The Keio Journal of Medicine

Abstract
New genetic causes of pheochromocytoma:
current concepts and the clinical relevance
Hartmut P.H. Neumann, Markus Cybulla, Hirotaka Shibata, Mototsugu Oya, Mitsuhide Naruse, Eiji Higashihara, Toshiro Terachi, Hao Ling, Hiroshi Takami, Taro Shuin and Masaru Murai

Pheochromocytoma and paraganglioma are tumors of the autonomous nervous system mainly occurring in the adrenal medulla, but also in the extraadrenal paraganglias of the abdomen, thorax, neck and skull basis. The etiology comprises germline mutations of now 6 genes. About 10 years known are the RET gene susceptible for multiple endocrine neoplasia type 2, the VHL gene for von Hippel-Lindau Disease, and the NF 1 gene for neurofibromatosis Recklinghausen (neuro- fibromatosis type 1). Since 2000 the genes for succinatedehydrogenase subunits SDHB, SDHC, and SDHD have been identified for paraganglioma syndromes type 4, type 3, and type 1 respectively. Investigations of series of pheochromocytoma patients identified germline mutations in one of the genes SDHB, SDHD, VHL and RET in 24% to 50% of the patients.

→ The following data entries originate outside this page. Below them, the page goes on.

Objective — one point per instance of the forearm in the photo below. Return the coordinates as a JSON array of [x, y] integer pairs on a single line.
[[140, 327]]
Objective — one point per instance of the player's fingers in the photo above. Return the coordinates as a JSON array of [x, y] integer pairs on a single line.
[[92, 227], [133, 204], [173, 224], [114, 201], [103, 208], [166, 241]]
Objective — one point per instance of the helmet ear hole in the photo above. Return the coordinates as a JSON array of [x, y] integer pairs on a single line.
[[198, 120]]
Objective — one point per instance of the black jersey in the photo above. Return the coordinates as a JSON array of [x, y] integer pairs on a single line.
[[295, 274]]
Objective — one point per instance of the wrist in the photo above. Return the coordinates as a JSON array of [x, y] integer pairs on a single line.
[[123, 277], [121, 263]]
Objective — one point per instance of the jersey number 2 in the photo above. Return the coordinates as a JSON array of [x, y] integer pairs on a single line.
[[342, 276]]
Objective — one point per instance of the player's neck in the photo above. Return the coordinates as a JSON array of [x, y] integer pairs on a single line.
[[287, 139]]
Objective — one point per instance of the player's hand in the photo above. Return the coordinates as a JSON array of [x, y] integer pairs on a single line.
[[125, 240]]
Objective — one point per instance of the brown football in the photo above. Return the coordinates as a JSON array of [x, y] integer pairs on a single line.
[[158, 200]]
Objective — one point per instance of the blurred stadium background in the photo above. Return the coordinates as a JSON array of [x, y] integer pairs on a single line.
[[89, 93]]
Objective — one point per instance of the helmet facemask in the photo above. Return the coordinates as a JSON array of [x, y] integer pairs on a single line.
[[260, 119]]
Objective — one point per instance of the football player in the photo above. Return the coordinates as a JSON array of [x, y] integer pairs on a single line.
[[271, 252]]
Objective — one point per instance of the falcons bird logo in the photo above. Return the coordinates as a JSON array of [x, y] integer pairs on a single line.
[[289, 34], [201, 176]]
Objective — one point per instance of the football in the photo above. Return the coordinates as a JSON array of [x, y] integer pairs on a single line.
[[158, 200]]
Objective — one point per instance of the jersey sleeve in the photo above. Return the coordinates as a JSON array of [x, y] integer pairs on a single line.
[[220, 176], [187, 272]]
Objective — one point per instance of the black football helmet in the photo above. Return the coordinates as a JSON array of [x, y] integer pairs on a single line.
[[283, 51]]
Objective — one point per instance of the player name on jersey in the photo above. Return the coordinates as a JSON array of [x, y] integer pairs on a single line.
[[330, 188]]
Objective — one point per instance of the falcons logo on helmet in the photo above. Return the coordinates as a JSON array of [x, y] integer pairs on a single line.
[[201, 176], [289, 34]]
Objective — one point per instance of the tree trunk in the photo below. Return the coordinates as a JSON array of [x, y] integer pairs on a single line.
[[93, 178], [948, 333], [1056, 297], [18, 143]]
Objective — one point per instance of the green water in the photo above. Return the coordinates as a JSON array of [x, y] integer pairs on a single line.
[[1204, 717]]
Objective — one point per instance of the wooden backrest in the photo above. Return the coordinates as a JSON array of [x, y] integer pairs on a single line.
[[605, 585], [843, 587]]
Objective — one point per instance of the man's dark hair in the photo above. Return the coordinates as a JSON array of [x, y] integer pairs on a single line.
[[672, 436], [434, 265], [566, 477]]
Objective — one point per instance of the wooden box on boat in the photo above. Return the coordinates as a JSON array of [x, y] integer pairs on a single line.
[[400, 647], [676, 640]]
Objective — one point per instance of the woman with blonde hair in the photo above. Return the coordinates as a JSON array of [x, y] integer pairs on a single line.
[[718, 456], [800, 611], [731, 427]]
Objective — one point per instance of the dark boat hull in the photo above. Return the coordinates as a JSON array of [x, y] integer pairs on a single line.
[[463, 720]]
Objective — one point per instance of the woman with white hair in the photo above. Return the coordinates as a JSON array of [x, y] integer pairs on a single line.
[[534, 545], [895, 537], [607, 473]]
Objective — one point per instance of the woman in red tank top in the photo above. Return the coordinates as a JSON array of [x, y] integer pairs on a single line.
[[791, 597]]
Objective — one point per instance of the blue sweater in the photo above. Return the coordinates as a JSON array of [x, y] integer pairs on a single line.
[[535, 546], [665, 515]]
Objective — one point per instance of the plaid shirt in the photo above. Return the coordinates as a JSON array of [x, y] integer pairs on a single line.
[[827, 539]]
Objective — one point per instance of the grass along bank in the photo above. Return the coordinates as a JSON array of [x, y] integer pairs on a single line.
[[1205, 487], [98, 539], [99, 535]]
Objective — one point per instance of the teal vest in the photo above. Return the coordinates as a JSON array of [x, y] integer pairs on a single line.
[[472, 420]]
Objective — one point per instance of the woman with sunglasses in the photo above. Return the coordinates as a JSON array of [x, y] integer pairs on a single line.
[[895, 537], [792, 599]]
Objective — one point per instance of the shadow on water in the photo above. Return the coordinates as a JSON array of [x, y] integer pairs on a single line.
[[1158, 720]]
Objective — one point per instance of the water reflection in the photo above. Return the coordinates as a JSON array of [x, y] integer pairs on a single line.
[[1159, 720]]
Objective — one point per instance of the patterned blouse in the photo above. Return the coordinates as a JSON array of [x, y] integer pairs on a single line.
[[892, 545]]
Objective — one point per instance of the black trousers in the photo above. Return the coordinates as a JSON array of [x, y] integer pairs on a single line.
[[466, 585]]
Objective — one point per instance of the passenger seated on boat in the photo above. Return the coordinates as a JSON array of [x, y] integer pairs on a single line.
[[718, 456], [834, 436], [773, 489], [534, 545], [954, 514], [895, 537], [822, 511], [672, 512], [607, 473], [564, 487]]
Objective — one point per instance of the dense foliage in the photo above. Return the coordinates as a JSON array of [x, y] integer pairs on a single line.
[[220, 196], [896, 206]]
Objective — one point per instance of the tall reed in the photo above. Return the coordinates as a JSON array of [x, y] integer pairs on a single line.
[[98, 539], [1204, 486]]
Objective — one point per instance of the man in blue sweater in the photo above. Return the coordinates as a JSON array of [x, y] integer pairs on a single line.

Multifocal tumors, young age and positive family history, known features associated with inheritence, have not been present in all patients. Therefore, analyses of blood DNA for mutations in these genes are recommended. Positive tests provide the patients and their relatives with essential platforms for clinical care. Experiences in this field of medicine have shown that optimal management of patients with pheochromocytomaassociated syndromes is a high challenge. National registries may be instrumental in order to provide with adequate facilities.